My point is, finding ways to use up the things that might otherwise go to waste is a good thing, and learning to compose with flavors on the fly is really fun. Baking shouldn’t be intimidating! Play with your food!11
Whole wheat would work, but the result would be denser.
Butter works too, or bacon grease if you’re doing a savory version.
Add milk slowly, at the end, as you may need more or less depending on what you added to the core recipe. Also, you could use water here. Or juice. Or coconut milk. Whatever liquid you have on hand to use.
I make streusel several cups-ful at a time in my food processor, and put it in a big bag in the freezer, then use a handful or a cupful at a time for coffee cakes, pie toppings (Pennsylvania Dutch version of the top crust, a family tradition) or what-have-you.
if you want this to be actually sweet, up this to a cupful, and you’ll have something like cake.

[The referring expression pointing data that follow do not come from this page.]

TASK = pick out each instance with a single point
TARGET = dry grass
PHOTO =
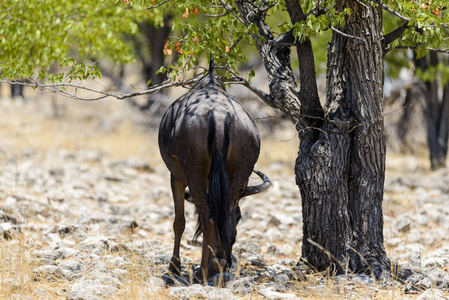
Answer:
(83, 126)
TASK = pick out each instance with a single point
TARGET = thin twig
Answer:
(59, 88)
(157, 5)
(347, 35)
(229, 8)
(391, 11)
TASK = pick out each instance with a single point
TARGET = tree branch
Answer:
(157, 5)
(391, 11)
(240, 80)
(394, 35)
(61, 89)
(308, 93)
(439, 50)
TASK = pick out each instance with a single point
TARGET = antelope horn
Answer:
(251, 190)
(188, 196)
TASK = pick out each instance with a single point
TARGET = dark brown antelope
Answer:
(210, 145)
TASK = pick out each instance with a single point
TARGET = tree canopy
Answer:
(35, 35)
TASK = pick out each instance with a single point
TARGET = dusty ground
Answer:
(86, 213)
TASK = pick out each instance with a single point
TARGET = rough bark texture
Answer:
(341, 171)
(340, 167)
(436, 114)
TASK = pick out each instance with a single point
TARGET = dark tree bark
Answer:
(436, 114)
(150, 51)
(340, 167)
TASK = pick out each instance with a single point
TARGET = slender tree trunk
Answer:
(436, 114)
(340, 167)
(150, 51)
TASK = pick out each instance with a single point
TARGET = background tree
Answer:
(340, 167)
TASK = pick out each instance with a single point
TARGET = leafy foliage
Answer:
(37, 34)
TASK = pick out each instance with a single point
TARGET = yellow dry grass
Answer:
(24, 126)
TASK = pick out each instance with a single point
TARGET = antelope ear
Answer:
(251, 190)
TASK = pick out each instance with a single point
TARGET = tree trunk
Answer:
(150, 51)
(436, 114)
(340, 170)
(340, 167)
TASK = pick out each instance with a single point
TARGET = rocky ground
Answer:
(86, 213)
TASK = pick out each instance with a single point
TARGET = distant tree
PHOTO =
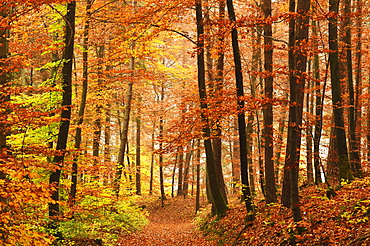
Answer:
(247, 196)
(298, 37)
(66, 110)
(267, 111)
(340, 135)
(215, 188)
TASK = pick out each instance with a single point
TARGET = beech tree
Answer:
(54, 207)
(217, 197)
(298, 37)
(340, 134)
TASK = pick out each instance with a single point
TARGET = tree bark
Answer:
(4, 98)
(160, 159)
(180, 190)
(124, 135)
(318, 108)
(215, 188)
(81, 111)
(197, 194)
(247, 196)
(138, 153)
(343, 161)
(267, 110)
(54, 178)
(298, 37)
(354, 154)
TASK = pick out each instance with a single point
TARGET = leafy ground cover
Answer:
(173, 224)
(341, 220)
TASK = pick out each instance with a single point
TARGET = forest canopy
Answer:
(104, 102)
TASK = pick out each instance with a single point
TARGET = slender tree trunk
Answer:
(297, 66)
(173, 176)
(152, 163)
(343, 161)
(247, 196)
(81, 111)
(97, 122)
(124, 136)
(358, 75)
(138, 154)
(355, 161)
(217, 86)
(309, 111)
(180, 190)
(160, 159)
(4, 98)
(215, 188)
(197, 196)
(126, 120)
(54, 179)
(267, 110)
(319, 106)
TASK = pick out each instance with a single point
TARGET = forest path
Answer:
(170, 225)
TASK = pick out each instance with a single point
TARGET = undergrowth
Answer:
(100, 220)
(341, 220)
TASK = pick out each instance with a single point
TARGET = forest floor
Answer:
(173, 224)
(340, 220)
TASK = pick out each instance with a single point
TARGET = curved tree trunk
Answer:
(297, 66)
(81, 110)
(54, 179)
(343, 161)
(247, 196)
(219, 202)
(267, 110)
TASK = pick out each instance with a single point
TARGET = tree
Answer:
(341, 140)
(81, 110)
(247, 196)
(217, 197)
(4, 98)
(354, 154)
(267, 112)
(54, 208)
(298, 37)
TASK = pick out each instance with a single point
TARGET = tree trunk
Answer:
(54, 179)
(4, 98)
(197, 196)
(343, 162)
(173, 176)
(355, 161)
(152, 163)
(97, 122)
(215, 188)
(81, 111)
(124, 135)
(188, 156)
(319, 107)
(309, 111)
(358, 75)
(298, 37)
(160, 159)
(267, 110)
(247, 196)
(138, 154)
(180, 190)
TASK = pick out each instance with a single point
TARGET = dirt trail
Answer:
(169, 225)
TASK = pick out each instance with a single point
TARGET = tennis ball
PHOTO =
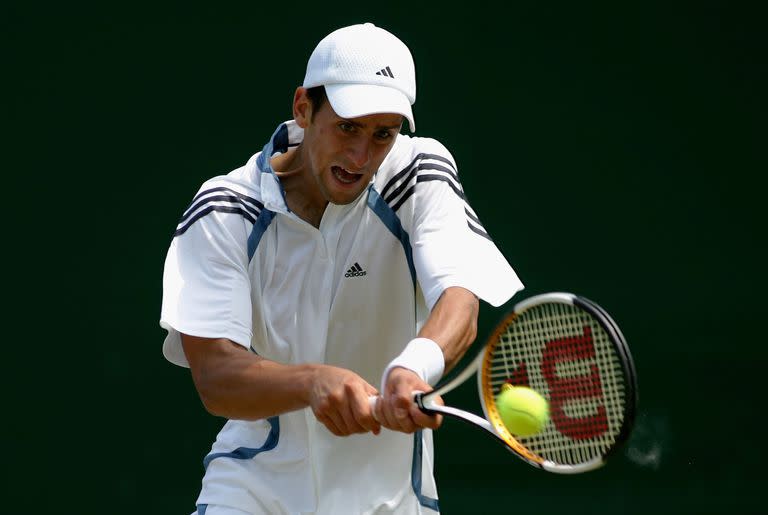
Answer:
(523, 411)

I’d double that, if I could go back to that moment as I added it.
Baking currants are tiny raisins, not actual dried currants, to my deep disappointment. I love currants.
Or any variation on seeds and nuts, really.
Swap out some of your liquid for plain yogurt works, too. For either version.
Looser than biscuit dough, no thinner than cake batter. You have some leeway here.
I may have gotten carried away in the footnotes, sorry!





Been a hard, hard week. Genuinely appreciate all your posts. Thanks, Cedar
Someone has picked up a footnote habit from a certain Lawdog?